For all of the success Ivan Nova has had this season, I’m amazed I haven’t read more about the fact that this was a player the Yankees didn’t even protect in the 2008 Rule V draft, and who they nearly lost to San Diego for chump change until the Padres apparently decided he wasn’t good enough for them.
Nova continued to show why he’ll almost certainly be getting the ball in Game 2 of the ALDS, firing 7 2/3 shutout innings — tied for his second-longest outing of the season — against the Rays and leading the Yankees to a 5-0 victory. The outing — in which Nova gave up six hits, walked three and struck three men out — was Nova’s 5th-best of the season by Game Score (67), and also tied for best Game Score of any member of the Yankee rotation in the month of September (CC Sabathia put up a 67 on September 4 against Toronto and Bartolo Colon also did it September 9 against the Angels), although he appeared poised to turn in arguably his best start ever, if not for a Casey Kotchman two-out walk in the eighth. Had Joe Girardi not lifted him — he was only at 103 pitches — Nova might have been able to get through eight shutout innings for the first time in his career. The closest he’s ever come were the eight innings of one-run ball he threw against Cincinnati on June 20, which remains the best start of his career.
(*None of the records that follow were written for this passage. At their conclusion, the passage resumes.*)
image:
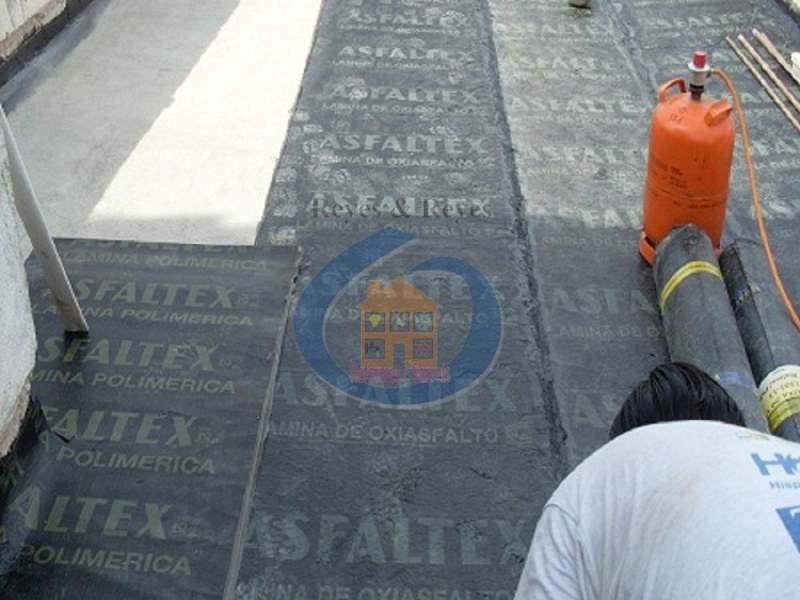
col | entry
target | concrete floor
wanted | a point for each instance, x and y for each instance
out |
(177, 117)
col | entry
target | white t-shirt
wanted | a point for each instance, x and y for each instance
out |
(688, 510)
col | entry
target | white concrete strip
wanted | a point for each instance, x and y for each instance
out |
(162, 121)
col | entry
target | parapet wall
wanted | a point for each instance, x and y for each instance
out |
(18, 347)
(27, 25)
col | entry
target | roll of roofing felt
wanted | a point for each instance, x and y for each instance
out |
(769, 336)
(699, 325)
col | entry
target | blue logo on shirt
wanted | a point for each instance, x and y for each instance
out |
(791, 520)
(471, 362)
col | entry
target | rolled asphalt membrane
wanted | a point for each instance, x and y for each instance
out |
(362, 280)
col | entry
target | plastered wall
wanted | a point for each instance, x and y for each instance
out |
(20, 18)
(18, 345)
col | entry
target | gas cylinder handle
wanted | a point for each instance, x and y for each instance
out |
(662, 90)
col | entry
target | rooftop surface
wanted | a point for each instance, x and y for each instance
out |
(210, 439)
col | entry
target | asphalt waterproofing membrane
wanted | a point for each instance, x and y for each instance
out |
(462, 183)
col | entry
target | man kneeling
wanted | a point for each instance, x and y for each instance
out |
(683, 503)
If you want to get picky about the outing, it would’ve been nice to see Nova pick up a few more strikeouts and not rely entirely on batted ball luck. However, at this point, considering the fact that he’s been able to do it all season, it may be time to just accept that Nova continues to inch closer to becoming Chien-Ming Wang part II, a.k.a. a pitcher that may not have a true out pitch but that can execute when he needs to to induce a much-needed groundball.
The offense came to life in the 2nd inning against Wade Davis, as Eric Chavez singled home a Nick Swisher double, while Curtis Granderson cleared the bases several batters later with a double down the right field line. That the bases were even loaded was a bit of a fluke itself, as Brett Gardner decided to lay down a bunt with runners on 1st and 2nd and no outs — in the second(!) inning — but he managed to beat the throw and leg out an infield single. I almost wish he’d made out there, except even if he did he undoubtedly would’ve still thought that the sacrifice was the right play there. As much as I hate the bunt, I’m OK playing for one run late in a tie ballgame, but I just can’t abide handing an out away when you could be playing for a huge inning. The Yankees still got their huge inning, but the process was shoddy.
Nova’s biggest test came in the 7th, as he worked himself into a bases-loaded, no-out jam, and managed to walk away completely unscathed, getting Demond Jennings to pop out and then inducing a huge double play off the bat of B.J. Upton. Jennings’ at-bat was by far the biggest moment of the night, with an LI of 2.01, so big ups to Nova. While Rays fans were likely tearing their hair out at being unable to convert any runs in that situation, Yankee fans went bald with the number of bases-loaded opportunities the team squandered. The Yankees came to the plate with the bases juiced three times following Curtis’ huge double in the second and came away with zero runs in each instance. They won, and so all is forgiven, but it’s still worth noting the Yankees left 18 men on base in this one. I suppose that’s preferable to not putting men on at all, which is something they were doing quite a bit of for much of this month.
This game also evened the Yankees’ number of times being shutout with the number of times they’ve shut their opponent out on the season, with both tallies at eight.
The Yankees’ magic number for a playoff berth is now down to two, which means they’re in as long as they win one of their two games today. If they sweep today’s doubleheader and Boston loses to the Orioles again, they can also lock up the American League East today. Good times.